If you know this chemical ingredient of astaxanthin, then you want to know more about astaxanthin, this is definitely an article that can help you.
By citing the eight benefits of astaxanthin to the human body, you can help you learn more about this chemical materials.
The human retina and the central nervous system (brain) are rich in unsaturated fatty acids, so free radicals generated by oxidation can easily cause peroxidative damage. Studies have shown that astaxanthin easily passes through the blood-brain barrier and cell membrane, which can effectively prevent retinal oxidation and photoreceptor cell damage, as well as protect the central nervous system, especially the brain, so as to effectively treat ischemia. Central nervous system damage such as perfusion injury, spinal cord injury, Parkinson's syndrome, Alzheimer syndrome. In particular, the effect of macular degeneration is more pronounced than lutein. American CADAX has used astaxanthin as a drug to prevent re-infarction after cerebral infarction, and it has been reported that it has entered clinical trials in 2010. The biggest benefit is that it does not cause coagulopathy like antiplatelet drugs.

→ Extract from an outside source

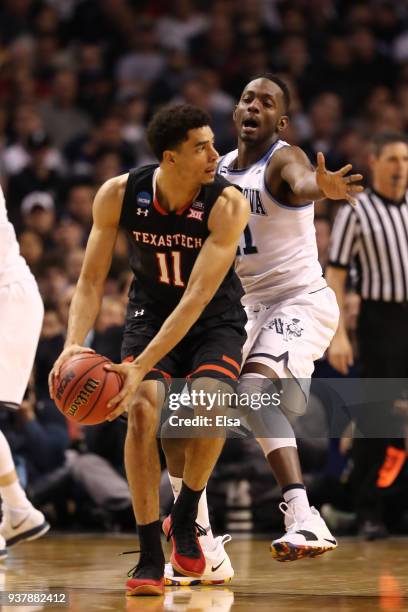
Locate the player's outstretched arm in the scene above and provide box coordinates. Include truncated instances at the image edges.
[266,147,364,205]
[48,175,127,397]
[105,187,250,420]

As we all know, ultraviolet radiation is an important cause of skin aging and skin cancer. Studies have shown that astaxanthin has a special effect on transglutaminase, which can consume putrescine when the skin is exposed to light. Oral astaxanthin has a stronger inhibitory effect on the accumulation of putrescine than oral vitamin A. Therefore, the strong antioxidant properties of astaxanthin may make it a potential photoprotective agent, effectively remove free radicals that cause skin aging, protect cell membranes and mitochondrial membranes from oxidative damage, and prevent skin aging.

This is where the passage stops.